A $p$-group of order $p^n$ has a normal subgroup of order $p^k$ for each $0\le k \le n$

This is problem 3 from Hungerford's section about the Sylow theorems.

I have already read hints saying to use induction and that $p$-groups always have non-trivial centres, but I'm still confused. This is what I have so far:

Suppose $|G| = p^n$. For $k = 0$, $\{e\}$ is a normal subgroup of order $p^0$. Suppose $N_1, ..., N_k$ are normal subgroups of $G$ with orders as described (ie. $|N_i| = p^i$) and $k < n$.

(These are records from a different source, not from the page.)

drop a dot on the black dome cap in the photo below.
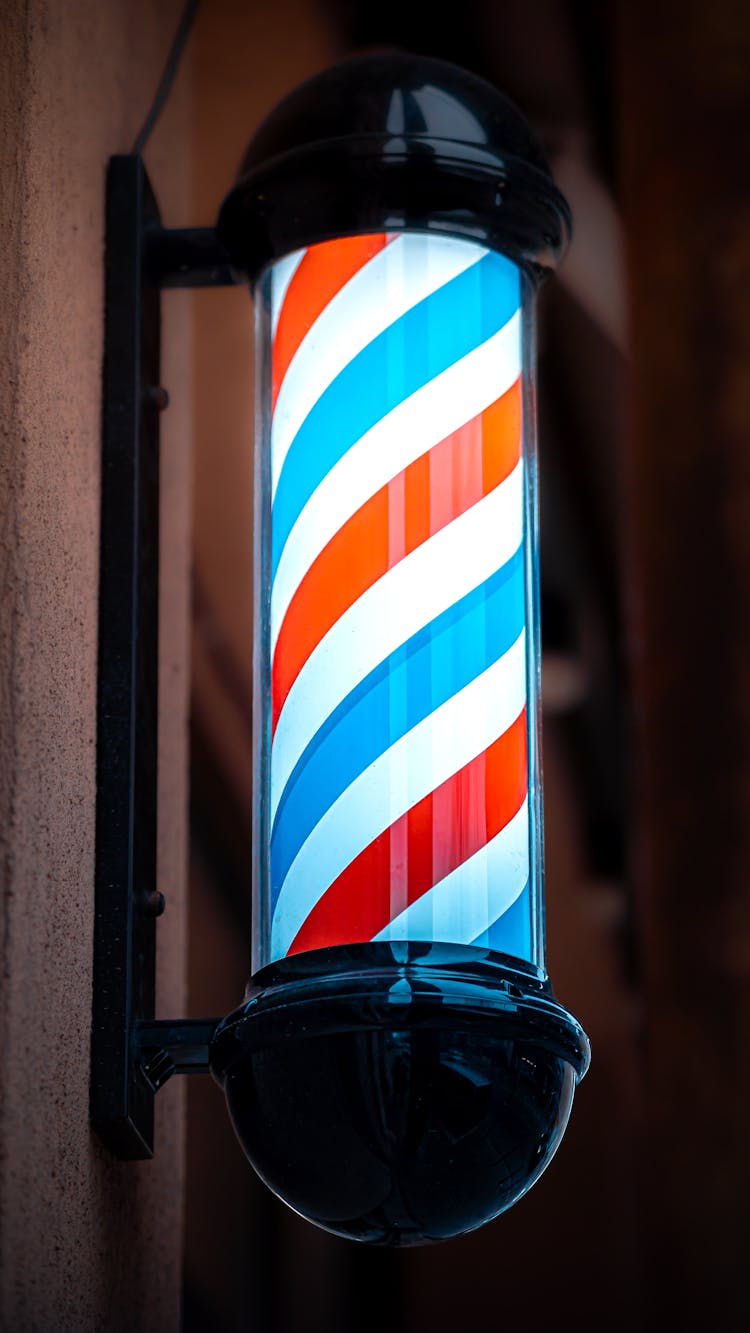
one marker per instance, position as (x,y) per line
(390,141)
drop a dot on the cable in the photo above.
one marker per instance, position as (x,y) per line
(168,76)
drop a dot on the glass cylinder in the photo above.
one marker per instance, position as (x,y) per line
(397,787)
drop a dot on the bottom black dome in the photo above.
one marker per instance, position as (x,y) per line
(398,1093)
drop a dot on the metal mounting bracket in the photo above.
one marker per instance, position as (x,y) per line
(132,1053)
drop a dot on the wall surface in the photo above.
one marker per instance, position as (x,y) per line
(85,1243)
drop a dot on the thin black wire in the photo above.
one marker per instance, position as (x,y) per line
(168,76)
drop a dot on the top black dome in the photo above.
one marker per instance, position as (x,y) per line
(389,141)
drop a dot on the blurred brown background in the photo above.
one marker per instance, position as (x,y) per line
(644,108)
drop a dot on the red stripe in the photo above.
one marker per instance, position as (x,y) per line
(319,276)
(425,497)
(422,847)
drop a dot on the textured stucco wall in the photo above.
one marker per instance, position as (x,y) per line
(85,1243)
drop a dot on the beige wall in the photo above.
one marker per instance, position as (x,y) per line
(85,1243)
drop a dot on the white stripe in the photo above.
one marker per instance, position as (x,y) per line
(283,272)
(394,280)
(425,583)
(474,895)
(432,752)
(413,427)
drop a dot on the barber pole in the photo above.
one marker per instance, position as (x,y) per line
(400,1071)
(400,599)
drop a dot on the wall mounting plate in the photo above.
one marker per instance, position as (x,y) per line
(140,259)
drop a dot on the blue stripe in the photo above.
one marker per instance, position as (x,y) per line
(417,347)
(512,932)
(421,675)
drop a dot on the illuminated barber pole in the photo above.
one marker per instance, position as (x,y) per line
(400,1071)
(400,599)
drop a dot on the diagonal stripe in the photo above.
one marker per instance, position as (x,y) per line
(437,840)
(281,275)
(453,735)
(324,271)
(400,276)
(416,591)
(473,895)
(414,425)
(413,349)
(430,492)
(510,931)
(400,693)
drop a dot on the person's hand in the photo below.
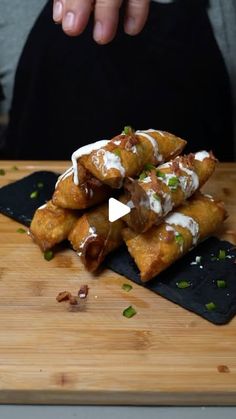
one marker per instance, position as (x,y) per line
(74,16)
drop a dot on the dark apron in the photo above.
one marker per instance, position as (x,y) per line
(71,91)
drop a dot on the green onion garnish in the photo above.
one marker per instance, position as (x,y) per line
(222,254)
(34,194)
(183,284)
(149,167)
(21,230)
(129,312)
(127,287)
(142,176)
(128,130)
(179,239)
(210,306)
(160,174)
(221,283)
(173,182)
(116,151)
(48,255)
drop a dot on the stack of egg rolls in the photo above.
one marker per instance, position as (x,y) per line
(168,214)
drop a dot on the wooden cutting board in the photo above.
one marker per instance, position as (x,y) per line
(48,354)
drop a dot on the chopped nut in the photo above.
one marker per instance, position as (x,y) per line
(73,300)
(63,296)
(83,291)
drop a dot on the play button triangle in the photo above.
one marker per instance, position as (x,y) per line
(116,210)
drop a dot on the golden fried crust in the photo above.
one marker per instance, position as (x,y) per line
(51,225)
(93,237)
(129,154)
(157,248)
(189,173)
(88,193)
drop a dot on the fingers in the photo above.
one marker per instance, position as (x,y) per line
(106,16)
(72,14)
(136,16)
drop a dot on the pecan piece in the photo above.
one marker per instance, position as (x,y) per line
(63,296)
(73,300)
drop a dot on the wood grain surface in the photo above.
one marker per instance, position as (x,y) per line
(52,354)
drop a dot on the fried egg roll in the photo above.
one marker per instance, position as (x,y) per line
(88,192)
(93,236)
(160,189)
(126,154)
(160,246)
(51,225)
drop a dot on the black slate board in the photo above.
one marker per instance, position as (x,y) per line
(202,277)
(16,203)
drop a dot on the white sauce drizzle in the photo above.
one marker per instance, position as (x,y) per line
(201,155)
(184,221)
(155,204)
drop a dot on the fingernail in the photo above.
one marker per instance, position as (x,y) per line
(69,20)
(130,27)
(57,11)
(97,33)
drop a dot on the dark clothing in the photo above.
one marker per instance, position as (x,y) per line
(71,91)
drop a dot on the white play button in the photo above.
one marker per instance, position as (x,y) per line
(116,210)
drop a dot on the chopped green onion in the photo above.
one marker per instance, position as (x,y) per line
(116,151)
(48,255)
(221,283)
(179,239)
(128,130)
(222,254)
(149,167)
(127,287)
(142,176)
(160,174)
(34,194)
(183,284)
(21,230)
(155,196)
(210,306)
(173,182)
(129,312)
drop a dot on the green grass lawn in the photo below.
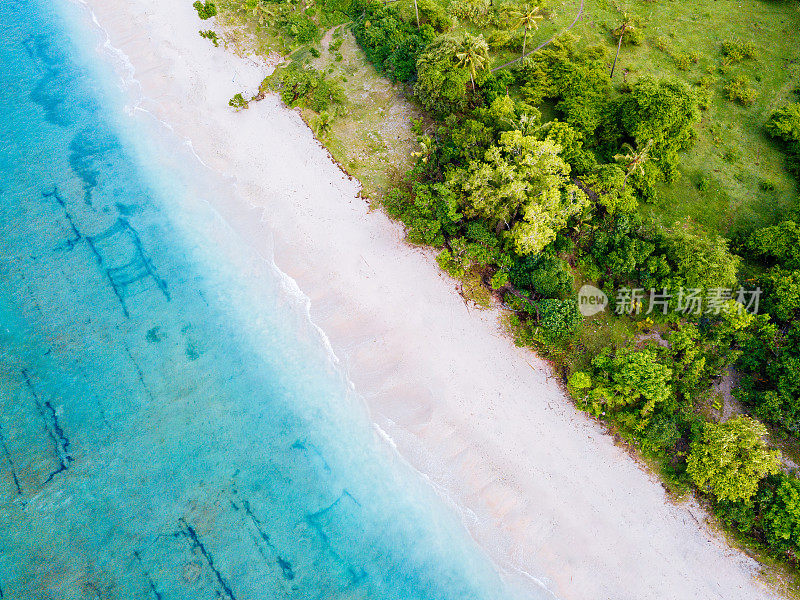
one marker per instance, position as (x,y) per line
(743,174)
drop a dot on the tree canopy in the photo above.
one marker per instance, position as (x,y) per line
(730,458)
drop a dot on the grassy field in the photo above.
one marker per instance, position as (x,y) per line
(734,177)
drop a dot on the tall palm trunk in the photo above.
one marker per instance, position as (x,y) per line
(616,56)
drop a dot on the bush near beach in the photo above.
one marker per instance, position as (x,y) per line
(649,149)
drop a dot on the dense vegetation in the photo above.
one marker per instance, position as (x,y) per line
(547,174)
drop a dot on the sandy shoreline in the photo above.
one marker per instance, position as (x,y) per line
(539,485)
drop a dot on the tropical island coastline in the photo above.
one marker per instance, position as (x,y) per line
(452,400)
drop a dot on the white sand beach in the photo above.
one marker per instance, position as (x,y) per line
(541,487)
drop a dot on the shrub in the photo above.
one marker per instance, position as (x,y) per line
(238,102)
(210,35)
(391,43)
(737,50)
(739,90)
(781,509)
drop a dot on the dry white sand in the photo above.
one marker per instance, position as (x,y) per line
(540,486)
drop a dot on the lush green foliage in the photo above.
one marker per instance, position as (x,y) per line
(448,64)
(730,458)
(784,124)
(304,86)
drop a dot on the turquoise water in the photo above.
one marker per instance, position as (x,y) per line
(171,424)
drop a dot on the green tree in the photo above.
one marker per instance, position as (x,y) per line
(441,82)
(664,111)
(238,102)
(473,56)
(730,458)
(205,10)
(528,17)
(777,245)
(633,159)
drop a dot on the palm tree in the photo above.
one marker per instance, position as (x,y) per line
(474,55)
(633,160)
(528,18)
(626,27)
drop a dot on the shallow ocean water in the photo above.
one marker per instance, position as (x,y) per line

$G/N_k$ is a $p$-group, so it has a non-trivial centre $C(G/N_k)$. $\pi^{-1}(C(G/N_k))$ is a subgroup of $G$, where $\pi : G \to G/N_k$ is the quotient map. It is normal in $G$ because $\pi$ is a homomorphism and $C(G/N_k)$ is a normal subgroup of $G/N_k$.

I know it contains $N_k$ and some stuff not in $N_k$, so it has to have order at least $p^{k+1}$, but I do not know how to argue it must be equal, or indeed if it even is equal.

• Certainly you mean $k \leq log_p(|G|)$. – Yassine Guerboussa Nov 3 '13 at 8:41
• You are correct, I fixed it. – user104986 Nov 3 '13 at 17:38
• How are we assuming $N_1, \dots, N_k$ are normal subgroups of $G$ with orders $p^1, \dots, p^k$? This is part of what we need to prove. – user46372819 Jun 27 '19 at 19:03

Hint: Apply Cauchy's theorem to $C(G/N_k)$. This will give you a normal subgroup of $G$ of order $p^{k+1}$.